New climate deal disappoints

Most Norwegian environmental advocates were “disappointed,” “sad” and even “angry” over the “tame” terms of a deal hammered out by the US, China, Brazil and India to help stop climate change. No one believes it will actually do that, but as reaction emerged during the weekend, many think the deal is at the very least a step in the right direction.

Prime Minister Jens Stoltenberg, who was among those working day and night last week to push through an agreement at the UN Climate Change Conference in Copenhagen, told news bureau NTB that he thinks “we accomplished something.”

The alternative to the deal agreed by the world’s biggest generators of harmful emissions, Stoltenberg said, was “fiasco and breakdown.”

“That would have been destructive for ongoing negotiations,” Stoltenberg told NTB. “Now we’ve taken a small step along the way, but a lot of work remains.”

European leaders wanted a deal that would limit global warming to 2 degrees, and force massive, concrete emissions cuts around the world.

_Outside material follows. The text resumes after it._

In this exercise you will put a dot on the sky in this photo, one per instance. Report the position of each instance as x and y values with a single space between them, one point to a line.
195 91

The deal struck Friday night was weaker, with no concrete goals for emission cuts. The US, China, Brazil and India decided, however, to demand full openness about various countries’ climate measures. They also agreed to adopt measures that will limit global warming to 2 degrees. Major funding is being offered to finance climate measures that can hinder climate change in developing countries, and a legally binding deal is due by next December.

Newspaper Aftenposten called these aspects of the deal “unexpected victories,” and noted that both the US and China were making major strides towards important climate measures themselves, after years of resisting them while George W Bush was president. New US President Barack Obama now says climate change threatens security, health and the future of the planet, and the US is taking steps to cut its own emissions. So is China, perhaps by as much as 45 percent.

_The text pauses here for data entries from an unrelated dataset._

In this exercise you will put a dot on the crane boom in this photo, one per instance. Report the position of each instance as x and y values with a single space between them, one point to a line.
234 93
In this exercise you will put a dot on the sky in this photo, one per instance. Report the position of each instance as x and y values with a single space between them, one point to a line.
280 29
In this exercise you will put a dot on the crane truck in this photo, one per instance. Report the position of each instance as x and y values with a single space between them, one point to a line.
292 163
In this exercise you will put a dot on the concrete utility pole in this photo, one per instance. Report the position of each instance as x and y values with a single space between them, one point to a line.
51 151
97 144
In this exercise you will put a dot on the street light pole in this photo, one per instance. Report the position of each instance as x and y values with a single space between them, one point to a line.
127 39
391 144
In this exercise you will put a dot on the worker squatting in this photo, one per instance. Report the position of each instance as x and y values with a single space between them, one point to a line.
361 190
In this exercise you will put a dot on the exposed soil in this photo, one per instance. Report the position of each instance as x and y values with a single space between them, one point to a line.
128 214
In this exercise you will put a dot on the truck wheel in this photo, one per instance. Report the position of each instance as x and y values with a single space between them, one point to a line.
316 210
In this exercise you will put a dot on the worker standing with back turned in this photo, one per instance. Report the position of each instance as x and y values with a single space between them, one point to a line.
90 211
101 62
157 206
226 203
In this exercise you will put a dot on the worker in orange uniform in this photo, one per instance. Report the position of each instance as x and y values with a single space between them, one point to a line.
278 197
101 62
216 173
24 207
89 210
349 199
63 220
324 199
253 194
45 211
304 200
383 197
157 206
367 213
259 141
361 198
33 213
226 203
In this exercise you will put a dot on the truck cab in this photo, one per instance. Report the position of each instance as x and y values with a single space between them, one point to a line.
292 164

That’s progress, even though it doesn’t satisfy environmental advocates who wanted much tougher measures. “I’m disappointed, sad and angry,” said Ingeborg Gjærum of Natur og Ungdom (Nature and Youth). The world’s leaders, she claimed, “held our future in their hands and then let their chance get away.”

Rasmus Hansson of WWF in Norway said the lack of a tougher deal “can cost millions of human lives.”

Frederic Hauge, perhaps Norway’s most well-known environmentalist, tempered his reaction and refused to view the deal as entirely negative.

“I think everyone needs to sit down and use some time to evaluate what has happened,” he told Aftenposten . “The world needs much more than this, but at the same this has proven to be a little showdown over how the international processes work.”